Kamboja Sahkan UU yang Izinkan Pencabutan Kewarganegaraan

Jakarta, IDN Times- Parlemen Kamboja mengesahkan amandemen konstitusi yang memberi pemerintah wewenang untuk mencabut kewarganegaraan seseorang. Keputusan tersebut diambil secara bulat oleh 125 anggota parlemen dalam sidang pada hari Jumat (11/7/2025).
Langkah ini sontak menuai kecaman dari berbagai kelompok hak asasi manusia internasional. Mereka khawatir aturan baru ini akan menjadi alat represi untuk membungkam suara-suara kritis terhadap pemerintah.
1. Mekanisme pencabutan kewarganegaraan segera disusun
Amandemen ini mengubah bunyi Pasal 33 Konstitusi Kamboja. Kini, pasal tersebut menyatakan bahwa proses menerima, kehilangan, hingga pencabutan status warga negara akan diatur lebih lanjut oleh undang-undang (UU).
Aturan sebelumnya dalam pasal yang sama menyebut bahwa seorang warga negara tidak dapat dicabut kewarganegaraannya kecuali atas dasar kesepakatan bersama.
Menteri Kehakiman, Koeut Rith, memastikan pemerintah akan segera menyusun rancangan undang-undang turunan untuk mengatur teknis pelaksanaannya. UU ini nantinya akan berlaku bagi semua warga negara, termasuk mereka yang memiliki kewarganegaraan ganda.
"Jika Anda mengkhianati negara, negara tidak akan mempertahankan Anda," ujar Rith, dikutip dari Al Jazeera.
2. Diusulkan oleh mantan PM Kamboja
Usulan amandemen ini pertama kali digaungkan oleh mantan Perdana Menteri (PM) Kamboja, Hun Sen, yang kini menjabat sebagai Presiden Senat. Seruan tersebut ia sampaikan pada Juni sebagai respons atas kritik dari tokoh oposisi di pengasingan, dilansir CNA.

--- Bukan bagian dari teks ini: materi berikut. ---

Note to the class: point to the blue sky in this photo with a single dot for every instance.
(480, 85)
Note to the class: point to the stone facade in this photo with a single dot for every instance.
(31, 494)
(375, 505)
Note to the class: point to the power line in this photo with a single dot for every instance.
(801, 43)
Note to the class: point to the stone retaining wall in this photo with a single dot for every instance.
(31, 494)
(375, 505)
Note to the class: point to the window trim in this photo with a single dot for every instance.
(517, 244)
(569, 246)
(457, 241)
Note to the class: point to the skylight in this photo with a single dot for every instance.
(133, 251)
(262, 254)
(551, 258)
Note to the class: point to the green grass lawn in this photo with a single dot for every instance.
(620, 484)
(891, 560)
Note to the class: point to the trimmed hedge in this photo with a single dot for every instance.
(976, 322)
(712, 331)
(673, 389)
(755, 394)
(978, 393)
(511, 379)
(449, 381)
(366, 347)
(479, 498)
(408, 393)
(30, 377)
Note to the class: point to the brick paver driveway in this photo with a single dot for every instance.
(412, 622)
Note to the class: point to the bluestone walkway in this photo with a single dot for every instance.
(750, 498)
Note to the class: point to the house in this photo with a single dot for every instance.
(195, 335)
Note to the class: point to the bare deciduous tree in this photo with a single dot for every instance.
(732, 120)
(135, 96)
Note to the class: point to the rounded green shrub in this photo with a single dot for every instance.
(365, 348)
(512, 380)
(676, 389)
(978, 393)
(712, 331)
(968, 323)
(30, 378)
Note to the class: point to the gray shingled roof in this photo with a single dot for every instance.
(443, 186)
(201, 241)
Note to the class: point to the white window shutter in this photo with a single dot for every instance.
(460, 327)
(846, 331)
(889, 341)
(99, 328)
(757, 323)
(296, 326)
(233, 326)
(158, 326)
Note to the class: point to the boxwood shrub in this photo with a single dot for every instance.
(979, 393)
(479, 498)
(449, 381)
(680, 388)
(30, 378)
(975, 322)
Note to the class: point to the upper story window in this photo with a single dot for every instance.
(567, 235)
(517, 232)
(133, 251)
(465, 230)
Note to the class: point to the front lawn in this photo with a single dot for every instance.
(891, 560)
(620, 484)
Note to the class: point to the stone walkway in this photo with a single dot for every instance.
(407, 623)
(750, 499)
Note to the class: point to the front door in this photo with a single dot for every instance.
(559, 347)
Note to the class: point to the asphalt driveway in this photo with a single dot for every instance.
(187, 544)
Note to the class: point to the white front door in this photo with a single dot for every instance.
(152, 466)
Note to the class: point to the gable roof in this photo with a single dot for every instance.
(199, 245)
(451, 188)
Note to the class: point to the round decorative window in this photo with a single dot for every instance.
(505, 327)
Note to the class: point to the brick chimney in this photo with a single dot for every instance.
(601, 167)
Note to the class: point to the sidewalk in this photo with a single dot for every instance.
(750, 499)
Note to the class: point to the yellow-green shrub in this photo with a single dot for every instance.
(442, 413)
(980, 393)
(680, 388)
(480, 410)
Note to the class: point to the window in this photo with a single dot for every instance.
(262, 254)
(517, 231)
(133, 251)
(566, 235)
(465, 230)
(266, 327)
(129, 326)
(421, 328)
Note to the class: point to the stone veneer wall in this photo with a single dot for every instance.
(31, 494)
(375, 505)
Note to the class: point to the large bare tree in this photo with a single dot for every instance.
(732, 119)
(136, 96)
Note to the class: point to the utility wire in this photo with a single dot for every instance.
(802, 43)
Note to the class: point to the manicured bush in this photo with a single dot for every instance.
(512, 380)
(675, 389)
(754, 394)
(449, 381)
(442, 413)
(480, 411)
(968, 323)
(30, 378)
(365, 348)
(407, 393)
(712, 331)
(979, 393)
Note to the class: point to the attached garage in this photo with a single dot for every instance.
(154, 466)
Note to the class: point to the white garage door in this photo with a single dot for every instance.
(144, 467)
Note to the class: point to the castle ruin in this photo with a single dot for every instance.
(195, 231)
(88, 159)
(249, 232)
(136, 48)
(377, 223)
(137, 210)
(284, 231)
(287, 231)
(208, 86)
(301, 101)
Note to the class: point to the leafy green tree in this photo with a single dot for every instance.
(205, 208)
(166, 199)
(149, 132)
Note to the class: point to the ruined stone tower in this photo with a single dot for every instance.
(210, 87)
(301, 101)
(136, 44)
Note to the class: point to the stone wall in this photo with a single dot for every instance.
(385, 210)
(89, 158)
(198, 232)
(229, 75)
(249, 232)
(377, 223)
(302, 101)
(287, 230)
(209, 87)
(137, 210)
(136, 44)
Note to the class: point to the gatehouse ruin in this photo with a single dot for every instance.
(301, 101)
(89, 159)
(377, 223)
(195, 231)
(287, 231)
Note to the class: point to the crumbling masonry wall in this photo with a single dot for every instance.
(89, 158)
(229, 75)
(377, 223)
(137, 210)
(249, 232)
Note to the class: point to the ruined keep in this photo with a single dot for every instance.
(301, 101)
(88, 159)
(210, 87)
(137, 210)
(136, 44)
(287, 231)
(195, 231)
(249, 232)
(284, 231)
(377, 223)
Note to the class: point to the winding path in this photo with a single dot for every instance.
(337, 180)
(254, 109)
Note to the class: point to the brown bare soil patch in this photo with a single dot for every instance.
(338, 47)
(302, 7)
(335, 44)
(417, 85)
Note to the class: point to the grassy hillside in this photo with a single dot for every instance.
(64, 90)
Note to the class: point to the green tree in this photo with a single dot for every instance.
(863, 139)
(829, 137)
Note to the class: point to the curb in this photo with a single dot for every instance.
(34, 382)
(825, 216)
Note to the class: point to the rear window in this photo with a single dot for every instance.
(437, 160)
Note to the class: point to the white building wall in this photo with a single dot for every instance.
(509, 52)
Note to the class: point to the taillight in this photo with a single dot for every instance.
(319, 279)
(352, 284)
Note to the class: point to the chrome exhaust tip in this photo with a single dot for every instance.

Para tokoh oposisi mengkritik cara pemerintah menangani sengketa perbatasan yang tengah berlangsung dengan Thailand. Salah satu figur yang menjadi sorotan Hun Sen adalah Sam Rainsy, pemimpin oposisi yang telah lama berada di pengasingan.
PM Hun Manet, putra Hun Sen, membela langkah ini dengan mengatakan bahwa banyak negara lain memiliki aturan serupa. Ia mengklaim ada sekitar 150 negara anggota PBB, termasuk Amerika Serikat, yang memiliki landasan hukum untuk mencabut kewarganegaraan.
Berbicara di hadapan warga, Hun Manet meminta masyarakat tidak perlu resah.
"Tapi jika Anda berkonspirasi dengan kekuatan asing untuk menghancurkan Kamboja, maka ya, baru Anda harus khawatir, dan dalam kasus itu Anda bukan orang Kamboja," tuturnya, dilansir ABC.
3. Amnesty: Kritikus terancam tanpa kewarganegaraan
Amnesty International menjadi salah satu lembaga yang paling vokal menyuarakan penolakan terhadap amandemen ini. Mereka khawatir aturan tersebut akan disalahgunakan untuk menargetkan para pembela HAM, aktivis, dan jurnalis independen.
Kekhawatiran terbesar adalah risiko munculnya status tanpa kewarganegaraan atau stateless. Seseorang yang kehilangan kewarganegaraannya akan kesulitan mengakses hak-hak dasar seperti layanan kesehatan, pendidikan, dan pekerjaan layak.
"Kami sangat prihatin bahwa pemerintah Kamboja, dengan diberi wewenang untuk melucuti kewarganegaraan rakyatnya, akan menyalahgunakannya untuk menindak para pengkritik dan membuat mereka menjadi tidak berkewarganegaraan," kata Direktur Riset Regional Amnesty International, Montse Ferrer.